Because these big data sets will often require partnerships with multiple sources, data science is becoming a social science requiring strong collaboration skills. For example, young people who want to study local water quality could set up hundreds of sensors, survey households and convince the local water department to give them access to their water quality data.
As the data analysis tools get better and easier to use, the new challenge will be problem finding–identifying and framing problems worth solving–and then funding, staffing and managing projects around solutions. We call this Cause + Code, the new impact formula. It combines design thinking (problem finding/framing, user empathy), data wrangling, some coding and a lot of project management.

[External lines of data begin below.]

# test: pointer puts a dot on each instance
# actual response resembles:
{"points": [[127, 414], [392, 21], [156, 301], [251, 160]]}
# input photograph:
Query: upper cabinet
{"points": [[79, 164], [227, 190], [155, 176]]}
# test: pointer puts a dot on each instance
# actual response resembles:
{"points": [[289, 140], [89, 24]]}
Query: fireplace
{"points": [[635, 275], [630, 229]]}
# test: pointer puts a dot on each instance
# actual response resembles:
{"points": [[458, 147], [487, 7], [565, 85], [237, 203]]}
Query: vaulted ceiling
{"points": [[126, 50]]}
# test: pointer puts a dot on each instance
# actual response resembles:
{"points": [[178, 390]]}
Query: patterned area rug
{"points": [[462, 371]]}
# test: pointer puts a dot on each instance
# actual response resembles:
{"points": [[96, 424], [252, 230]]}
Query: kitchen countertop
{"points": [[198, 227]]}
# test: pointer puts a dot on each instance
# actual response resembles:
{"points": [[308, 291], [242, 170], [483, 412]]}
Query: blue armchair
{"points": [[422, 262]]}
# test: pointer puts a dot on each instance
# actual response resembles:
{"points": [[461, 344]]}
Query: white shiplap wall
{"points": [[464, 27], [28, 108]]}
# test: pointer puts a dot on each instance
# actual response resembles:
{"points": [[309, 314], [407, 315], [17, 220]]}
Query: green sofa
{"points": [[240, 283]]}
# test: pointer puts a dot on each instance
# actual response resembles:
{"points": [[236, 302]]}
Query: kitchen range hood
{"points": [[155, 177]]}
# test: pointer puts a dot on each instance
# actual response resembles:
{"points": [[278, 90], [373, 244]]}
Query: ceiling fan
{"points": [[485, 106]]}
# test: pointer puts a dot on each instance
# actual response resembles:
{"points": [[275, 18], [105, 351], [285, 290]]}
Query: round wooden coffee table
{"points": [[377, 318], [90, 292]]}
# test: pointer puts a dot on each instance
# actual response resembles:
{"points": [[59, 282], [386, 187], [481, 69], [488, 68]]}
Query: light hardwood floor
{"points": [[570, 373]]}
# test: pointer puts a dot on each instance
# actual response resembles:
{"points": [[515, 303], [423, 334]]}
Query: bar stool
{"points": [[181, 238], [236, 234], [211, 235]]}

While exponential technology and AI are mentioned these days, it’s often in association with likely job losses. The good news is that there’s never been a better time to make a difference. The new lever is wrangling big datasets associated with a big problem and aiming smart tools at them to find or build big solutions.
- Clarify your objectives for adding coding to the curriculum (e.g., computational thinking, career path, specific CTE skills) and then support those goals with staffing, investment and student support.
- If you do offer programming classes, make sure they are very current and linked to employment opportunities (high schools may want to rely on career centers, community colleges or coding bootcamps for this).
- In the same way schools have integrated writing across the curriculum, look for ways to integrate data science across the curriculum, because every problem worth solving has a data set associated with it. A couple big integrated community connected projects each year can be a great place for a data science integration.
- Create a business or university partnership to support computing and data science across the curriculum.